Evaristo Ribera Chevremont

Noches de Puerto Rico

 

 

 

 

SAN JUAN

 

El sol cubre los muelles alongados y hundidos

en el mar, que salpican cáscaras y tablones.

En los muelles, azúcar, carbón, mulatos, ruidos;

y en el mar, buques, yates, bergantines, ancones.

 

La onda es azul, es verde; fulge, en lumbradas plenas,

desde el pétreo castillo que se yergue a la entrada

de la rada; en la orilla del mar, cocos, arenas.

La luz y los colores anclados en la rada.

 

Pintados caseríos; cortos y férreos puentes;

muros de España sobre la cambiadiza onda;

jardines polvorosos, quemantes y crujientes;

y el alcatraz, de agudo pico, que hace su ronda.

 

San Juan junta sus piedras, tal como el cielo junta

sus nubes; y su mole se abrillanta, se afina.

EL trópico sus pastas de ardor y sueño unta

al Morro, a San Cristóbal y a Santa Catalina.

 

 

 

 

NOCHE DE SAN JUAN

 

Esta noche coruscan soles despavoridos

entre nubes monstruosas y en amontonamiento.

En la ciudad, cortada de voces y de ruidos,

vense irradiar los focos con enardecimiento.

 

Los buques aparecen negruzcos, irreales,

febriles, sonambólicas sus iluminaciones,

en el fuliginoso betún de los canales.

Las luces en el agua con finas reflexiones.

 

Su amplio fanal proyecta la farola del fuerte

sobre el mar, donde cárvase la endemoniada ola.

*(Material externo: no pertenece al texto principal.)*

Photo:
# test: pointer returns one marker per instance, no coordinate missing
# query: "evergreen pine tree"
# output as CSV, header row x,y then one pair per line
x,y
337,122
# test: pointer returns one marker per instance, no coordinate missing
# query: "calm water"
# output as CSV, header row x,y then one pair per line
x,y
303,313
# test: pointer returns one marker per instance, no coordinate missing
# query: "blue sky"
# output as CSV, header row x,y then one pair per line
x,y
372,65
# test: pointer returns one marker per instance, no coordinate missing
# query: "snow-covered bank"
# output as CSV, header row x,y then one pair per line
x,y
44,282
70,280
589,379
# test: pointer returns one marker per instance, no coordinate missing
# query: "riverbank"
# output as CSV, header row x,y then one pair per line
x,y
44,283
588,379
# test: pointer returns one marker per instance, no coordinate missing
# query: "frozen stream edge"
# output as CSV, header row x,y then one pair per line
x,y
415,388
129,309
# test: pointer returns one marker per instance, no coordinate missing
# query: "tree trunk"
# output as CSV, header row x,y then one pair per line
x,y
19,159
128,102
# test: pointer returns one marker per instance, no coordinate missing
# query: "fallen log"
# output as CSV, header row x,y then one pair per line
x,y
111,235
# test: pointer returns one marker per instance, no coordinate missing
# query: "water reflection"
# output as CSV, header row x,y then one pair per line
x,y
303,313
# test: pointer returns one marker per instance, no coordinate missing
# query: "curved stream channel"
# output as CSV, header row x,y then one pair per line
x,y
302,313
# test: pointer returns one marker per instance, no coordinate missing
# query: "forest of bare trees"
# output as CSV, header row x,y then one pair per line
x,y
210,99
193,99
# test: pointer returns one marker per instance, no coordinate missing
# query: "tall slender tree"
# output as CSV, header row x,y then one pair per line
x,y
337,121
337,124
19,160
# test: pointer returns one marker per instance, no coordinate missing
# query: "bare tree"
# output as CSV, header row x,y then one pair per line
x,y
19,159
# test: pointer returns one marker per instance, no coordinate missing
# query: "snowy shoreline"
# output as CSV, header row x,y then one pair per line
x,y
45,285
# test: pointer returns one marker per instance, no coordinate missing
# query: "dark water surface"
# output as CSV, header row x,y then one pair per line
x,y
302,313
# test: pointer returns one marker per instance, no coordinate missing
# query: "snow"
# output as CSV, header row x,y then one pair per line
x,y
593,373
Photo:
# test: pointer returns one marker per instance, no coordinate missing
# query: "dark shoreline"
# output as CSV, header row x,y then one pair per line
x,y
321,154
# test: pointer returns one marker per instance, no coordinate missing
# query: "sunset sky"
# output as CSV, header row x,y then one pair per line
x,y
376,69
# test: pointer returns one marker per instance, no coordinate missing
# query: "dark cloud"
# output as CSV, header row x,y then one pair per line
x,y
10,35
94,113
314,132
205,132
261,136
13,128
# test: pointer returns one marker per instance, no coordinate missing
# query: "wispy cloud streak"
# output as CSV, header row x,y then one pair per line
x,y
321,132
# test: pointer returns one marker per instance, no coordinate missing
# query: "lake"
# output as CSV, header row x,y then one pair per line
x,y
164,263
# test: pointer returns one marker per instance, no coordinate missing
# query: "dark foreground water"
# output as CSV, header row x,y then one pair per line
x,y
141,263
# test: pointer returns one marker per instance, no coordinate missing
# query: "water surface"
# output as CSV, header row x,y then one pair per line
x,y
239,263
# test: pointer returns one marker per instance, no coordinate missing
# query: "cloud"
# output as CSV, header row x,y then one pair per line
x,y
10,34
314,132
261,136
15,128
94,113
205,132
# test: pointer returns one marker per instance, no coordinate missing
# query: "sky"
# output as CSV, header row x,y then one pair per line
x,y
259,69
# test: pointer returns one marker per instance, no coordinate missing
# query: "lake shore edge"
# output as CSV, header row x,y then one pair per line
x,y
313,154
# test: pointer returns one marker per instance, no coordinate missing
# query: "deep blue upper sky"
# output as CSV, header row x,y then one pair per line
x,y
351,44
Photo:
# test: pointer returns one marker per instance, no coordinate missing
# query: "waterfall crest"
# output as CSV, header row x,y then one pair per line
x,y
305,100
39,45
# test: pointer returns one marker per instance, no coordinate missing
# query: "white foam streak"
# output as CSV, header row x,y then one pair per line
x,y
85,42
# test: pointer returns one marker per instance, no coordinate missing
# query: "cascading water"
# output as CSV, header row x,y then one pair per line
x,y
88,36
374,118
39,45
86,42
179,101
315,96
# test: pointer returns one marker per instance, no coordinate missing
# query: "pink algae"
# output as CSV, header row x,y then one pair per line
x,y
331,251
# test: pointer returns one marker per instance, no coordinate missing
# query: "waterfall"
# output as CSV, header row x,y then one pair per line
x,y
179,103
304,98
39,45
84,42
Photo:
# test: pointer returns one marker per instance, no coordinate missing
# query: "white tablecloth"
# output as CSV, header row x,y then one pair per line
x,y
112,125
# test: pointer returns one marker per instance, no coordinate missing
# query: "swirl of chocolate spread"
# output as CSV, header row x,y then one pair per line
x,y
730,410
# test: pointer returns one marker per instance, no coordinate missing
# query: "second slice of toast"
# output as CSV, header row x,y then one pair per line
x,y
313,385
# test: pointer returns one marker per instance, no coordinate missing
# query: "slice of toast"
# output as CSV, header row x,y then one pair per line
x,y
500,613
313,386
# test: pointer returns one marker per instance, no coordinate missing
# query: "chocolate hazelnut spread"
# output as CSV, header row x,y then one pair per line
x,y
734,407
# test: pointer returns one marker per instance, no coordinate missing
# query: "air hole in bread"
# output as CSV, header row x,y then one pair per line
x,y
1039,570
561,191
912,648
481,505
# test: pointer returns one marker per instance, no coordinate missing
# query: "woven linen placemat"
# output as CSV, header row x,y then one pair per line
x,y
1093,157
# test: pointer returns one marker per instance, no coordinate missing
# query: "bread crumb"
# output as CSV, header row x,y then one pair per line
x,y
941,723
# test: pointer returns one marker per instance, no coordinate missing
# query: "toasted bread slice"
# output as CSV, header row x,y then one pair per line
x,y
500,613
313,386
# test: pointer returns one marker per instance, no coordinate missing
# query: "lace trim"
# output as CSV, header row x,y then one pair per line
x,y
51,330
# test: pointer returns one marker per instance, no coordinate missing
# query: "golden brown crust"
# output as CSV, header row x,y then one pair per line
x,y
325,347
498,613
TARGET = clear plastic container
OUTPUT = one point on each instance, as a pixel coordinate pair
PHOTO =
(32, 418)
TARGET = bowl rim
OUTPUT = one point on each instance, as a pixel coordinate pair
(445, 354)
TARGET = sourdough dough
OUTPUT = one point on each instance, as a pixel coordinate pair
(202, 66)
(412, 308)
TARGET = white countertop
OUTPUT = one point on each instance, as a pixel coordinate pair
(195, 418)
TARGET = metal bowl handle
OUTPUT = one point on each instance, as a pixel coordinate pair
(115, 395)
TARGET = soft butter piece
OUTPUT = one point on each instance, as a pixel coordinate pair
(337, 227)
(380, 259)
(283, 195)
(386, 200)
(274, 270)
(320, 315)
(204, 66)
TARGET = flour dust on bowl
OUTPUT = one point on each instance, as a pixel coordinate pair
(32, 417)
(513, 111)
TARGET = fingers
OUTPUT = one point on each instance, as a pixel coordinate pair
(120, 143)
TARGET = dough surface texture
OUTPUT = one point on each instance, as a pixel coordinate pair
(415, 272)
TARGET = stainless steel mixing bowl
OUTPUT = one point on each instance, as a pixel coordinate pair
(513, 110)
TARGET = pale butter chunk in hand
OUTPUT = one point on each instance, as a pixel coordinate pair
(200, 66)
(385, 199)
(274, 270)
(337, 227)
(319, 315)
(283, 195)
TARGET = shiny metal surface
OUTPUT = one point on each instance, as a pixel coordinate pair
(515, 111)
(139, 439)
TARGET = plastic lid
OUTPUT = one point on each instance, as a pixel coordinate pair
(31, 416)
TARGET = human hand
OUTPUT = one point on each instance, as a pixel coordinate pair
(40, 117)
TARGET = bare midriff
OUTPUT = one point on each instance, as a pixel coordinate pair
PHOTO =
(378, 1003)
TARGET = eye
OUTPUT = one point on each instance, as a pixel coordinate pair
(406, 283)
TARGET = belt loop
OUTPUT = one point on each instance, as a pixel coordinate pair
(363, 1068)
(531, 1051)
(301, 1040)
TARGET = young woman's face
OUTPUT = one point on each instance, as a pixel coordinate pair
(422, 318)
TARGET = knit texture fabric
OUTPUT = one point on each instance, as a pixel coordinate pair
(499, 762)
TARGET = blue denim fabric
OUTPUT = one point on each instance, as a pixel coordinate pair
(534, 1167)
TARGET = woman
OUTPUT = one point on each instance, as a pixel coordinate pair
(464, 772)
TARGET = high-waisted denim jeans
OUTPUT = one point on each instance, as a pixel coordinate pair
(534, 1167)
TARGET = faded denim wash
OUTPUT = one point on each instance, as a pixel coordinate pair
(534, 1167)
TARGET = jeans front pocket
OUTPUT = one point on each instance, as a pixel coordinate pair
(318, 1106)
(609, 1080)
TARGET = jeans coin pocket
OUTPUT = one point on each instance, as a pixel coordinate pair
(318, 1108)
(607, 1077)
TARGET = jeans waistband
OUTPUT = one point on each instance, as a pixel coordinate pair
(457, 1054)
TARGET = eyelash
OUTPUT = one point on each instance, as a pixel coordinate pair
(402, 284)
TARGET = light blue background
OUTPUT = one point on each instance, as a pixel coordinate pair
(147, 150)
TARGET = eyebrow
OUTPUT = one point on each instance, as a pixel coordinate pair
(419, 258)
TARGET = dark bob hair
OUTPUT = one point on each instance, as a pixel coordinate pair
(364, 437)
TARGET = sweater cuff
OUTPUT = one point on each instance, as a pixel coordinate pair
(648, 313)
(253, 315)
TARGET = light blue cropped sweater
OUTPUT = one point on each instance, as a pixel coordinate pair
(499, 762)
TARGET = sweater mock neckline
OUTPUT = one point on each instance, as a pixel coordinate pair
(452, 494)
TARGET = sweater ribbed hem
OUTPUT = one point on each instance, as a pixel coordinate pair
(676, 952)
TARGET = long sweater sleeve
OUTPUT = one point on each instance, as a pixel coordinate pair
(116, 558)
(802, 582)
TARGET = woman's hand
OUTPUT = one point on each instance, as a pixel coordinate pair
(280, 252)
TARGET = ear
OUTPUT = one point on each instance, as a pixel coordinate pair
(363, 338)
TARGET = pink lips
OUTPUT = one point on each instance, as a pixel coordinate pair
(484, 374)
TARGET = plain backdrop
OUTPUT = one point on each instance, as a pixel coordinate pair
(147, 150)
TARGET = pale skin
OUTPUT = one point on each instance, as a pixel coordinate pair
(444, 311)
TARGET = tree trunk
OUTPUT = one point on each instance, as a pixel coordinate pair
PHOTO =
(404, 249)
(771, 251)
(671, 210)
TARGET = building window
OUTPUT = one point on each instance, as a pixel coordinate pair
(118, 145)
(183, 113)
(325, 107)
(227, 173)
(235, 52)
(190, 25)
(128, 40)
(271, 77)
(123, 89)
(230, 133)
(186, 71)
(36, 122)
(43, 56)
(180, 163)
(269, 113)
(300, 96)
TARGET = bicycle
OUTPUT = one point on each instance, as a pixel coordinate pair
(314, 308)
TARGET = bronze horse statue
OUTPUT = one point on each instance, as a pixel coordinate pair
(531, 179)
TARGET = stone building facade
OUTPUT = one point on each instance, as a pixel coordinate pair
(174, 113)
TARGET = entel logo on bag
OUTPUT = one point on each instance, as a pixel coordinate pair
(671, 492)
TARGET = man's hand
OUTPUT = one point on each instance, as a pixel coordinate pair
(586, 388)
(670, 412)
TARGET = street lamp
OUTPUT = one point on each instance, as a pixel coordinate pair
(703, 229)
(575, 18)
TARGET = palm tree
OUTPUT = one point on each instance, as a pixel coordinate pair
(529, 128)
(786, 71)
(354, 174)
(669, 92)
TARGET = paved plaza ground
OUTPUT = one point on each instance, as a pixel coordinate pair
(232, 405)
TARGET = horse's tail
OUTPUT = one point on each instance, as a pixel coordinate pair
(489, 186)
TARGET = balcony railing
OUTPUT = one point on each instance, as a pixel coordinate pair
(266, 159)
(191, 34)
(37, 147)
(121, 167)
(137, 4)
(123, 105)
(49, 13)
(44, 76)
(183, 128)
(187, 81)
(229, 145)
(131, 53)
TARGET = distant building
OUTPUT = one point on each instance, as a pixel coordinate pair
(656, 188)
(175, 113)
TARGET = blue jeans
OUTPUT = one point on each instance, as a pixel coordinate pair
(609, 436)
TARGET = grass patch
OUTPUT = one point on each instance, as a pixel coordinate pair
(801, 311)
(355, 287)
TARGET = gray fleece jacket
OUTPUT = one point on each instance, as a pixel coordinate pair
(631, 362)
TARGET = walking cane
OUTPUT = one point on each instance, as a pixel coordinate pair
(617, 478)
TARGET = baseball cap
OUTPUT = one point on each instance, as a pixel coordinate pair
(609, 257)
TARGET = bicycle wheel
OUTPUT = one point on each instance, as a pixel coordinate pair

De orillas a horizontes, hervor blanco se advierte.

Alumbra las espumas la luz de la farola.

 

Música de otro tiempo desparrama la orquesta.

Ebulle el populacho, vivaz la fantasía.

Irrumpen en la noche de bullaje y de fiesta

los fuegos de artificio -fuego y policromía.

 

 

 

 

EL JÍBARO

 

En su casa de campo, que es sencilla y pequeña,

veo al jíbaro nuestro. Triste es, como su casa.

Gris, cae sobre su frente, que es rugosa, la greña.

Su cuerpo es amarillo, de escasísima grasa.

 

Enfrente de la casa brilla un fuego de leña;

y, al calor de la brasa, plátano verde asa.

Mísero y dolorido, con lo más puro él sueña.

Él es una gran forma de la más pobre masa.

 

Amante del terruño, con el terruño muere.

A un bienestar sin honra, pobreza honrosa quiere.

Su hierro, que es templado, dice de su bravura.

 

Su lengua es rural, pero muy abundante en tinos.

Barro dan a sus plantas los peores caminos.

Y es su deleite único la amarga mascadura.

 

 

 

 

EL TAMARINDO

 

EL verde tamarindo bríndale al patio estrecho,

sin hierbas y arenoso, sombra ceñida y mansa;

y, dulce de amistades y años, en el techo

de zinc de la vivienda su ramaje descansa.

 

De los soles blancuzcos, rígidos, no se cansa

el árbol oleoso, tremador y derecho;

junto a él, el extático rumiador se remansa,

distante del propósito, del afán y del hecho.

 

El patio reducido goza su compañía

en la uniforme y lenta seguridad del día,

persistente en un ritmo despejado de lutos.

 

Me exalto cuando el árbol, en su mejor momento,

esparce por el patio caliente y polvoriento,

donde el lagarto inflámase, sus agridulces frutos.

 

 

 

 

NOCHES DE PUERTO RICO

 

I

 

Esta noche de agosto, cuando la luna esplende

clorótica y pesada, yo noto la dureza

de la estación. Mi sangre, trastornada, se extiende

por mi cuerpo, apretándome corazón y cabeza.

 

Bajo el calor y el polvo curva el árbol las ramas,

aflojándose. El aire, durísimo y violento,

tal como traspasado por las salvajes llamas

de primitiva hoguera, dificulta el aliento.

 

Substancias corrompidas por la temperatura,

unen su olor maligno con el de fango y flores;

y multitud de insectos, de obstinación oscura,

en húmedos recintos roncan sus estridores.

 

En mitad de la cósmica tragedia, verdes, rojos

y azules, resplandecen los soles. Irritados,

hacia el brillante cielo levántanse mis ojos.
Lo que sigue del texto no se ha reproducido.